Dies sei ein mageres Ergebnis, sagen die Kritiker, und bedauern, dass es bei diesem Rundumschlag zur Erstürmung und Verwüstung von Wohnungen kam, deren Insassen nicht den geringsten Widerstand leisteten und sich in etlichen Fällen hernach als unbescholten erwiesen. Teilweise zielten diese Aktionen auch auf ländliche Öko-Aktivisten. 113 Hausarreste (die manchmal mit Jobverlust einhergehen) wurden angefochten, zehn wurden von der Justiz annulliert.

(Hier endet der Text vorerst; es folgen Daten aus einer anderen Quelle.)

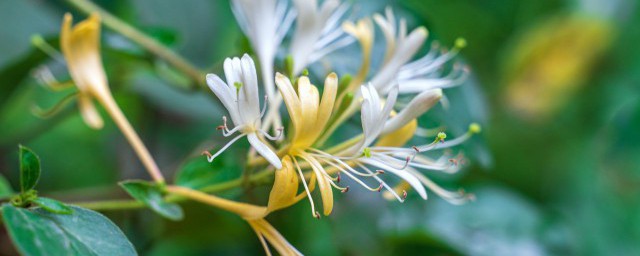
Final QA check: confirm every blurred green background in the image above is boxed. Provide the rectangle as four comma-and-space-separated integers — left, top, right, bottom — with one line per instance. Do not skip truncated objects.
0, 0, 640, 255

Aber die Regierung sieht diese Bilanz durchwegs positiv: man habe 500 Schusswaffen, darunter 50 Kriegswaffen, sichergestellt. Im Milieu der radikalen Islamisten konnten große Mengen an Computern, Disketten und Handys beschlagnahmt werden, die man jetzt auswerte. In weiterer Hinsicht sei die kriminelle Szene der Vorstädte, die stellenweise Verbindungen zu den Terroristen unterhält und diese mit Waffen versorgt, schwer gebeutelt worden. Die Behörden hoffen durch diesen Druck auf kriminelle Kreise, die Dschihadisten ihres natürlichen Umfelds zu berauben. Man sollte doch gefälligst "nicht so tun, als wäre der Ausnahmezustand die Gefahr und nicht der Terror", mahnte Innenminister Bernard Cazeneuve mit Blickrichtung auf die Kritiker der Regierungsmaßnahmen.